Honesty can be cathartic, but certain things in an athlete's life are better left unsaid. Has the term "no comment" been lost on these men?
I understand the difficulty some of them face when writing their autobiography, because they want its content to reflect who they are. So they turn their book into a tell-all, revealing the foibles in their life and everything else.
But do readers need to know everything? Are they really longing for yet-another Dr. Phil moment?
I pose these two questions because of the ongoing talk about Andre Agassi's soon-to-be-released autobiography "Open." In the book, Agassi discusses lying to the tennis federation in 1997 about his use of crystal meth, an illegal drug that has its appeal among a certain crowd.
I doubt he mentioned his use of crystal meth to show how cool he was.
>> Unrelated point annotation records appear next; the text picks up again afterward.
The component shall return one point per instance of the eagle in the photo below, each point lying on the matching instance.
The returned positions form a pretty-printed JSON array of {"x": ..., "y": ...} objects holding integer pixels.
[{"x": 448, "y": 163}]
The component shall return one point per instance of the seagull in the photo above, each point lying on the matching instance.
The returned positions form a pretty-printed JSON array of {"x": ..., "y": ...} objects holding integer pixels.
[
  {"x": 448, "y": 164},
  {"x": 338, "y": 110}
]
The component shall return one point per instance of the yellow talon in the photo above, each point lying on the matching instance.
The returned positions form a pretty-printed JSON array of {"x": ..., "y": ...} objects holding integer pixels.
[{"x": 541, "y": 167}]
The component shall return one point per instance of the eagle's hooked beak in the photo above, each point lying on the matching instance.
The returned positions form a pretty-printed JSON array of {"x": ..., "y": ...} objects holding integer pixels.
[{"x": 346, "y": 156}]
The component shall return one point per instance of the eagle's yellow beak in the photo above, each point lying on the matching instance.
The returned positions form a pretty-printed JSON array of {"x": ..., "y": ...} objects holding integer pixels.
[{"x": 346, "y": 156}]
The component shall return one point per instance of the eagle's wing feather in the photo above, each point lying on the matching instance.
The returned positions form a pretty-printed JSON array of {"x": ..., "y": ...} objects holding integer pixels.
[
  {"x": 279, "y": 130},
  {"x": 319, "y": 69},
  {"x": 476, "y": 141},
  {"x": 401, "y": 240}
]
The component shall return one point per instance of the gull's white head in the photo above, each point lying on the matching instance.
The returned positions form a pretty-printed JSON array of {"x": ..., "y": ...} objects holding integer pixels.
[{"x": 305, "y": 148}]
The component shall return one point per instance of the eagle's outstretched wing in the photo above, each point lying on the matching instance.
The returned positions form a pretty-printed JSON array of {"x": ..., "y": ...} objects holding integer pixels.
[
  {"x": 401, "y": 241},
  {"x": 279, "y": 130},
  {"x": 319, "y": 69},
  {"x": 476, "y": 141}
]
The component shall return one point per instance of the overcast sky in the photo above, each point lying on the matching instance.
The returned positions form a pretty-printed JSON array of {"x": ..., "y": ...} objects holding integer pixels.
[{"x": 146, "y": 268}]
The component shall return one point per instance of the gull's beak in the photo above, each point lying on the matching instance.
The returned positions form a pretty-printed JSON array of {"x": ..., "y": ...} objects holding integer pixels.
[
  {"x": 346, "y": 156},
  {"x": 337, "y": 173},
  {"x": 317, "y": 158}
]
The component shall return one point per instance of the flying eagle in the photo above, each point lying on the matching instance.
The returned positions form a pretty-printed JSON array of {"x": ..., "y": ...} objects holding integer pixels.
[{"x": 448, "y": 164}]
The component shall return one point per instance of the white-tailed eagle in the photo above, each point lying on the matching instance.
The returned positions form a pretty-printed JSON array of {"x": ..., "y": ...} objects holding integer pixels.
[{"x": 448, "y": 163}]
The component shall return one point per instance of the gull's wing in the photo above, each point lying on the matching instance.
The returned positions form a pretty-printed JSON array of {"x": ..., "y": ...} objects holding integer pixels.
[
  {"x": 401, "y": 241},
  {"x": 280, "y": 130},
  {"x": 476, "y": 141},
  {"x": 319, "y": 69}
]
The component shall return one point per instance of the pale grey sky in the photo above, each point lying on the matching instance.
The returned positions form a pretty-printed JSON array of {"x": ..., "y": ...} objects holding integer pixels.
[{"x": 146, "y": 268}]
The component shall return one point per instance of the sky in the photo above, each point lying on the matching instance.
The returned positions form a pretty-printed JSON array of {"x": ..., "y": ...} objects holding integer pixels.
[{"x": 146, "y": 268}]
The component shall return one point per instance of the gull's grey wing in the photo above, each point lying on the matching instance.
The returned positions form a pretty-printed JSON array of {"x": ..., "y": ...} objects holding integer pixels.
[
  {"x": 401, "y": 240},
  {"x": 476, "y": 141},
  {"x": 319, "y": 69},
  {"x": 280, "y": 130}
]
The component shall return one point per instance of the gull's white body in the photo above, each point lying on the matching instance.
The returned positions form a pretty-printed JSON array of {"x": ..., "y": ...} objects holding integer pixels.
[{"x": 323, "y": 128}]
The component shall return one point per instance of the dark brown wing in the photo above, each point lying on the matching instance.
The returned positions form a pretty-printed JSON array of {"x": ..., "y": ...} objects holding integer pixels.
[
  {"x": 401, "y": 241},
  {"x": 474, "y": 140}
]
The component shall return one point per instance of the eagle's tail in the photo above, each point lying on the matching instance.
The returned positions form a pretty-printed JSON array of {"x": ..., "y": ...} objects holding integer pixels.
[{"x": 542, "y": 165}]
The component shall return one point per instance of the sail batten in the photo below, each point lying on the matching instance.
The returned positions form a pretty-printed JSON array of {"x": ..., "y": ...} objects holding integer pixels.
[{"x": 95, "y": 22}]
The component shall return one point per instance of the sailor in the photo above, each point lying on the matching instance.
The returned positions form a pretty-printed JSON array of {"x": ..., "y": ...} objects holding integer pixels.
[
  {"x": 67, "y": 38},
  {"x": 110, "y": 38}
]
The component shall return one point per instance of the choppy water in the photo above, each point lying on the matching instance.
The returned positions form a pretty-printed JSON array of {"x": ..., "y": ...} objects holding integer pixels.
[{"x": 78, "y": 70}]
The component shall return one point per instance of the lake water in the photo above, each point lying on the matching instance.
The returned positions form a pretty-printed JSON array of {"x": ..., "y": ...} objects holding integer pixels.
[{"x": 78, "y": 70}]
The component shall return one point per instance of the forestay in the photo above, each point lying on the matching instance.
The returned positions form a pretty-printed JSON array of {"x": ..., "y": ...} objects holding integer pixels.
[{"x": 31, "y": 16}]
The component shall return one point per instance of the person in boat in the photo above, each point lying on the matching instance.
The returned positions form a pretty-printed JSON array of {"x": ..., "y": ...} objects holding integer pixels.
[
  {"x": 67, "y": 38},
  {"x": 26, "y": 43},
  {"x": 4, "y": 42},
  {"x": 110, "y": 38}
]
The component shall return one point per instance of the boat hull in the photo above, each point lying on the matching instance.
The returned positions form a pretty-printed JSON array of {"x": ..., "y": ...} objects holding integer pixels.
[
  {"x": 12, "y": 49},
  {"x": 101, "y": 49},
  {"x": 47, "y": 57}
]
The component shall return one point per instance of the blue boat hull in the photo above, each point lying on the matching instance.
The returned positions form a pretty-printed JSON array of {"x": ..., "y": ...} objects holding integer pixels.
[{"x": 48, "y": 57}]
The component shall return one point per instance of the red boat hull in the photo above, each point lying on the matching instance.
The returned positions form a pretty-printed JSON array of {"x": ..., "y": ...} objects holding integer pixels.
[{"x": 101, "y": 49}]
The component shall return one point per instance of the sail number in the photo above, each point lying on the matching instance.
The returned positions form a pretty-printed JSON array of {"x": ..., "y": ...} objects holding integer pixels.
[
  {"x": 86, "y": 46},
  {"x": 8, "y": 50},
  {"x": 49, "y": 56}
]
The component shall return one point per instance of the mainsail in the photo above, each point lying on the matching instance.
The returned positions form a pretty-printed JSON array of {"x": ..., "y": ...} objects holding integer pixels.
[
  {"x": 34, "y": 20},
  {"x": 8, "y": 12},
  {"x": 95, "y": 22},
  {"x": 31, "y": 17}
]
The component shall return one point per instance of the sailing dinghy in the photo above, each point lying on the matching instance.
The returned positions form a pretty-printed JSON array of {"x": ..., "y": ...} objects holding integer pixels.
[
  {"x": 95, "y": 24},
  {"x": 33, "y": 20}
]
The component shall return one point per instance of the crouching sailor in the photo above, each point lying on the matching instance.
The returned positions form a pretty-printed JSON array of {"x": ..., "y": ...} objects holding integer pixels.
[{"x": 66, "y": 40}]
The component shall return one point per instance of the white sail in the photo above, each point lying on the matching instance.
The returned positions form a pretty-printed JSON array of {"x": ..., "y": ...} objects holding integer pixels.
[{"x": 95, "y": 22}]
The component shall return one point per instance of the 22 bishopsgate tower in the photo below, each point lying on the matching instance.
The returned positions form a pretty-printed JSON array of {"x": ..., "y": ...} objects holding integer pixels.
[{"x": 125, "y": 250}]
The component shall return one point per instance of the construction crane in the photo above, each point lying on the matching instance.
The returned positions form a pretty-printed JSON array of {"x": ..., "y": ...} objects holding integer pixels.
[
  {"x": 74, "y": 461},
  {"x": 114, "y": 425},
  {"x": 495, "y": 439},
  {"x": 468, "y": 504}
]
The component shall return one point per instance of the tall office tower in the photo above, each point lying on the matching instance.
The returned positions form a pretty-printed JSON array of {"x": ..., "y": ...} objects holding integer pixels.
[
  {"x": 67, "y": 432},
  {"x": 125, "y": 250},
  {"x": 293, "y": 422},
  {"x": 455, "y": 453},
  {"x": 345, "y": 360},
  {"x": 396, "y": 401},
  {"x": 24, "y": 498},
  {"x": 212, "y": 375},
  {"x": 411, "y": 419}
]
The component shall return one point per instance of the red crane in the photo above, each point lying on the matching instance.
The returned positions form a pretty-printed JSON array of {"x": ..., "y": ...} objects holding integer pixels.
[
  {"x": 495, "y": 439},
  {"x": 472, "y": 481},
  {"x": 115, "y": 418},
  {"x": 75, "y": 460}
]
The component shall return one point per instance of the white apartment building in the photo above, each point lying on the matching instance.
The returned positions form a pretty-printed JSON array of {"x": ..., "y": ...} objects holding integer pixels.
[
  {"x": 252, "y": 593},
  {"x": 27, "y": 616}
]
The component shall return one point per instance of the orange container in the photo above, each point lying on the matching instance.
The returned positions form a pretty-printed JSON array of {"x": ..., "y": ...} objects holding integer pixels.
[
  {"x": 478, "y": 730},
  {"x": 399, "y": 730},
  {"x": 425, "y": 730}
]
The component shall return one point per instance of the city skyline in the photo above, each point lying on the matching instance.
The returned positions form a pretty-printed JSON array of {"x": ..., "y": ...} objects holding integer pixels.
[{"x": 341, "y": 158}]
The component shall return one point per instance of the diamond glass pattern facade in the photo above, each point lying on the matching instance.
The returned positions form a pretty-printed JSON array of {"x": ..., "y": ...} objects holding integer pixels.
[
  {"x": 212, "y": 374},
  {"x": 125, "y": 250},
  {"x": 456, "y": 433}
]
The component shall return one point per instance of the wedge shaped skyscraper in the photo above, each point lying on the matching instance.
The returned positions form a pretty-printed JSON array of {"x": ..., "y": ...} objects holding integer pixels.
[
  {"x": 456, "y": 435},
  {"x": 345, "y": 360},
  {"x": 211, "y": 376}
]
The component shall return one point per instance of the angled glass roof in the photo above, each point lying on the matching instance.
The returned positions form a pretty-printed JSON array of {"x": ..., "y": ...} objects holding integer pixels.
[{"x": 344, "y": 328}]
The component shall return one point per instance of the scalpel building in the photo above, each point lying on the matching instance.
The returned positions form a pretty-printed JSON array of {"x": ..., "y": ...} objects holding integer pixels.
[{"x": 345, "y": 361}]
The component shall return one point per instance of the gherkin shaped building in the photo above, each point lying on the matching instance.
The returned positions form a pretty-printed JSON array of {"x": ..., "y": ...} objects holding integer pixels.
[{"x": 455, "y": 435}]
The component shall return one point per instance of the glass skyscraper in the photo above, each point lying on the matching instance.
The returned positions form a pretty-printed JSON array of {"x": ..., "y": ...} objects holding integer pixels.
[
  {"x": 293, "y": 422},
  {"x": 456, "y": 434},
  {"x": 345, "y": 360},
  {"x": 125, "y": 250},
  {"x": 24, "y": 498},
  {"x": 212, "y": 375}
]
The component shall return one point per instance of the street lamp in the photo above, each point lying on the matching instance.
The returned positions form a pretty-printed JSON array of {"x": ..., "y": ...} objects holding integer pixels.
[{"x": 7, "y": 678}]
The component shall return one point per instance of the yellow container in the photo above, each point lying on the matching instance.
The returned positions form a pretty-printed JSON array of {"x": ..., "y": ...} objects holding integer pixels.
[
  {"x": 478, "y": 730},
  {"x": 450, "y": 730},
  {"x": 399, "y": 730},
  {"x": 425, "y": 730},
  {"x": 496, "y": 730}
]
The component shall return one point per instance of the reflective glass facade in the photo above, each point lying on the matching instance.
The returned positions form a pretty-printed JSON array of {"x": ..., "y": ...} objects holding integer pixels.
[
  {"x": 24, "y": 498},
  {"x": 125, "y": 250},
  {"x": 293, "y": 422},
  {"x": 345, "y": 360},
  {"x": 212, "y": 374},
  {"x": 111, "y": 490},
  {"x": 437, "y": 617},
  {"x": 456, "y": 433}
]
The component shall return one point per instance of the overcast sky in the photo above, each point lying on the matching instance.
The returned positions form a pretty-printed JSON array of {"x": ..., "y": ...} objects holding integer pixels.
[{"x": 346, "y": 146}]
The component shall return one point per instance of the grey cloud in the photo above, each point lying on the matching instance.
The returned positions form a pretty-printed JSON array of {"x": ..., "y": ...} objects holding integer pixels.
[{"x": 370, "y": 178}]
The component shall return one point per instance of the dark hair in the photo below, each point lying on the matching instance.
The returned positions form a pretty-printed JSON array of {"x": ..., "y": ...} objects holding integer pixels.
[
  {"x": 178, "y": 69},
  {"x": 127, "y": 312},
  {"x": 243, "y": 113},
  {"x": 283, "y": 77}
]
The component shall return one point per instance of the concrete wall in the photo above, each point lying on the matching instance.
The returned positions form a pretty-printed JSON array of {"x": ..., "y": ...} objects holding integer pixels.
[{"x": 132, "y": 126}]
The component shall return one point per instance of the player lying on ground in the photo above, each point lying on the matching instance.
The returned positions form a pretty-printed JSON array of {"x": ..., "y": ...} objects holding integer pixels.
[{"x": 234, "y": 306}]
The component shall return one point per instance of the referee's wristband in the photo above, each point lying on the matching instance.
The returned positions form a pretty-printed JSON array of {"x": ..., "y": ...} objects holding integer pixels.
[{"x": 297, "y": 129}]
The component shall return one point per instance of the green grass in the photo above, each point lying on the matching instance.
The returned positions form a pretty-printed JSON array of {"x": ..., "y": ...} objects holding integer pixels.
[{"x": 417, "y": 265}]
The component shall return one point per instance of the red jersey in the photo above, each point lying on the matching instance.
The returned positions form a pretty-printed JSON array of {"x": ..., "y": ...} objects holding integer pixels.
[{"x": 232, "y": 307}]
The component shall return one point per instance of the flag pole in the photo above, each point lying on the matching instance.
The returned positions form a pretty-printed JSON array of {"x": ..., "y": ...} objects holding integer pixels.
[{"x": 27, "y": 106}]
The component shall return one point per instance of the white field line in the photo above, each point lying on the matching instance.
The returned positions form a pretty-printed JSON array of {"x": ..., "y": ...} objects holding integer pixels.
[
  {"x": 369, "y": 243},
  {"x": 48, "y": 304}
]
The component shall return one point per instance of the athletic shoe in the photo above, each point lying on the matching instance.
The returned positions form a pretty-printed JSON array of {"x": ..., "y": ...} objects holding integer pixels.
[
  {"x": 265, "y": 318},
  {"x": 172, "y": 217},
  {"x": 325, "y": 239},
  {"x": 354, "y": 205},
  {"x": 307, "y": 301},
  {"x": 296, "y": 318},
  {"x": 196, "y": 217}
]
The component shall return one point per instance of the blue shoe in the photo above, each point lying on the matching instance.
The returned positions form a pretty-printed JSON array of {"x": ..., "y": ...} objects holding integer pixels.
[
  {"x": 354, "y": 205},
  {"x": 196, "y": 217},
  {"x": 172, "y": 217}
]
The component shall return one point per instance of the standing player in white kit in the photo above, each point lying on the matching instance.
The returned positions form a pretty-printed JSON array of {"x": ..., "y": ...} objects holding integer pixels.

Remember, in the 1990s, Agassi was "Mr. Image Is Everything," and the cool factor attached to his name hadn't waned even as his mane of flowing blond locks had begun to give way to skin.
Agassi, who retired in 2006, has remained a popular athlete, an iconic figure for what he did on the tennis court and off it. He won more than his share, and he pulled his career from the bottom of the sport to its apex. Agassi was a powerful force in men's tennis for parts of two decades.
But his Grand Slam titles and other tennis exploits have gotten lost in the discussion of his drug use. It has become the talk of professional tennis, a sport crying for an American star to fill the void that he and Pete Sampras left when they retired.
I would have preferred not to know about Agassi's drug abuse. I'm not certain his autobiography, brutally honest as he claims it is, would have been less compelling without the mention of meth, but to bring the topic up puts his squeaky-clean public life under a different microscope. He sullied his imagine of the all-American boy, even though his revelation was about what he did a decade ago.
In my mind, Agassi, 39, didn't do his image a favor by opening all of his past for public scrutiny. He could have mesmerized readers with insights into his marriage to Brooke Shields, with stories about his struggles to rebuild his flagging tennis career, with stories about his life with tennis great Steffi Graf and with stories about his charitable initiatives on behalf of educating society's have-nots.
I care as much about his using crystal meth as I do about whether he drinks Crystal Light, Tang or Kool-Aid.
Tell me about his rivalry with Sampras. Let me into what drove you to the top of the sport. Share with me your memories of the exotic places tennis took you. Walk me through the reasoning behind your decision to put your money behind educating people.
I find those stories relevant to what Agassi has become as a man. I prefer more of that, and less of tabloid tales of drugs or sex. I didn't like it when LeBron James revealed in his memoir that he had used marijuana in high school, and I don't like what Agassi did in talking about his use of crystal meth.
For the story of a flawed character is trite. I think the public is better served in viewing Agassi as a genuine hero without warts, not as the second coming of Levi Johnston. Agassi wouldn't be lying; he would just be holding on to a side of his private life that wasn't necessary to reveal.
To my knowledge, no one asked Andre Agassi about a drug problem. So what was his reason to tell?